I don’t know what kind of church the questioner attends, but I know the rules about attending Sunday worship (mass) in the Catholic Church. Keeping the Sabbath holy and attending mass is the first precept of the Church, and deliberate failure in this obligation is a grave sin. That means as long as my kids are living under my roof and by my rules, attendance at Sunday mass will be mandatory. They’ll have only two choices in the matter: they can either meet their Sabbath obligation or confess the sin of failing to do so at the earliest convenient time. As their parent, I’m responsible for making sure my kids are raised in the faith. It’s one of my obligations to make sure they meet their obligations. Simple teenage rebellion does not constitute a serious reason to skip mass.
“Instead of criticizing your daughter’s decision, you and your husband need to talk to her about how important the services and religion in general have been to you personally. Have there been times when your faith has given you strength and hope in difficult circumstances? Or when members of your community have provided help and support when you needed them most? If so, share this with your daughter. If she can see the benefits and meaning that your faith and your community have given you, she might be more willing to reconsider her decision.”
I actually agree with this entirely.
“Her complaints that services are boring, however, are something altogether different. She may, in fact, be right. What’s the average age of people who attend services? If it’s mostly older folks or young families with small children, the sermons and community activities that may be perfect for those groups would be completely irrelevant to a teenager.”
He’s gone off the rails again.
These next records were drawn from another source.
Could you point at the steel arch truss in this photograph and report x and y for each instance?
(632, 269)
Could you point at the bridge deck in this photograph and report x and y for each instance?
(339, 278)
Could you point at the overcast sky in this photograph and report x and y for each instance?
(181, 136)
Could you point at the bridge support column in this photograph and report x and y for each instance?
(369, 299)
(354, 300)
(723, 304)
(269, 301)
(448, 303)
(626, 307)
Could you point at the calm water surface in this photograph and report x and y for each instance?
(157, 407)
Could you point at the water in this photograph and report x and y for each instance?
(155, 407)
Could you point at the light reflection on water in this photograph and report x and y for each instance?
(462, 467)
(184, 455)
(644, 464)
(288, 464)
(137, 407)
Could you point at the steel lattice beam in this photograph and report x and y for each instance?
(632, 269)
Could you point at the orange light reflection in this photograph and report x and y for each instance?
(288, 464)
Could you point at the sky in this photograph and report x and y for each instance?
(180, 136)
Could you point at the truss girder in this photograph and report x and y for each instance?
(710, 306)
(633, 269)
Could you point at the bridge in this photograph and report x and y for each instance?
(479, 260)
There was a time that I would have strongly agreed with him. That time lasted after when I joined the Church in 2000. However, I’ve come to learn that the aesthetics of high liturgy have rich catechetical value, and those who are bored are generally copping out. Even poor liturgy, however, does not destroy the most important and central aspect of worship. That is the Eucharist, the Divine Presence of the Body and Blood of Christ, is so important, so significant, and so beautiful that it trumps even the worst aesthetics. Of course, that doesn’t mean poor liturgy can’t be psychological and/or spiritually harmful or superb liturgy enriching. It just means that warm fuzzes or smells and bells aren’t why we’re obliged – or should desire – to attend.
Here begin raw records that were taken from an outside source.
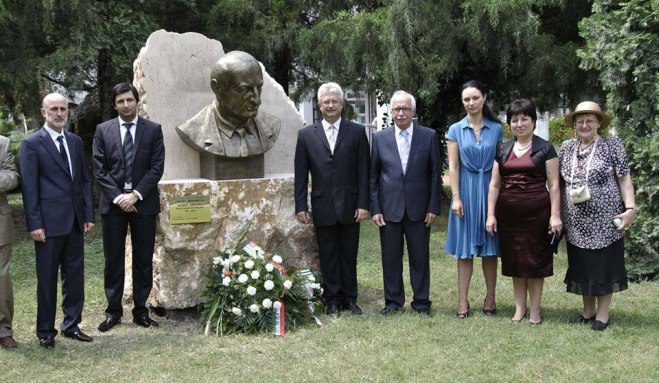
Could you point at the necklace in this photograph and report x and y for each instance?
(519, 148)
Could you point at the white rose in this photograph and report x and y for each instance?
(269, 285)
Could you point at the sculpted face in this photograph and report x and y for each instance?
(239, 96)
(401, 111)
(522, 126)
(55, 110)
(330, 106)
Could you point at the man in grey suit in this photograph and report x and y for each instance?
(129, 158)
(405, 187)
(9, 180)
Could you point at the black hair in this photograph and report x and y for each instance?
(521, 106)
(122, 88)
(487, 112)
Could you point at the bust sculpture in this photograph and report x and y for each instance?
(232, 125)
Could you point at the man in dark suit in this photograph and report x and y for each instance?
(57, 198)
(9, 180)
(129, 157)
(405, 187)
(335, 152)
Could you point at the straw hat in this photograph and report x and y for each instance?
(587, 107)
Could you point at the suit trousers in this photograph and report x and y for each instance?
(417, 237)
(143, 236)
(64, 253)
(337, 250)
(6, 292)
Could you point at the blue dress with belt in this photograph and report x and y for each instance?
(466, 236)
“As a compromise, could you find a nearby church that offers a youth ministry and outreach programs geared to teens? I’m betting that she’ll be able to relate much better to that type of worship environment than to traditional services, and she’ll be hard pressed to find excuses not to go.”
Church-shopping is often understandable, and I’ve been known to do it myself, but it shouldn’t be uncritically encouraged. It would be best if parents considered which parish(es) in their area offered the kind of religious education, liturgy, and faith support they needed to carry the family through all their children’s formative years. Sure, unplanned changes sometimes have to be made, but the intention should be to find a parish and stick to it. Looking for a new parish in the midst of adolescence to satisfy fickle tastes is self-defeating and could be harmful to the whole family. Tastes change, priorities are rearranged, patience grows, and children mature. The Church, the Mystical Body of Christ on Earth, His Holy Bride, is constant and everlasting.
We shouldn’t be accommodating our children’s whims, but guiding our children on the path we desire them to follow. Children have free will, and we can’t force them to believe as we believe or behave as we behave, but it’s a parent’s responsibility to raise them to become integral adults – whole persons, with consciences formed in authentic faith. Indeed, it is a profound privilege we have received, as persons created in the image and likeness of God, that we may participate in God’s creation as priests, prophets, and kings for our families.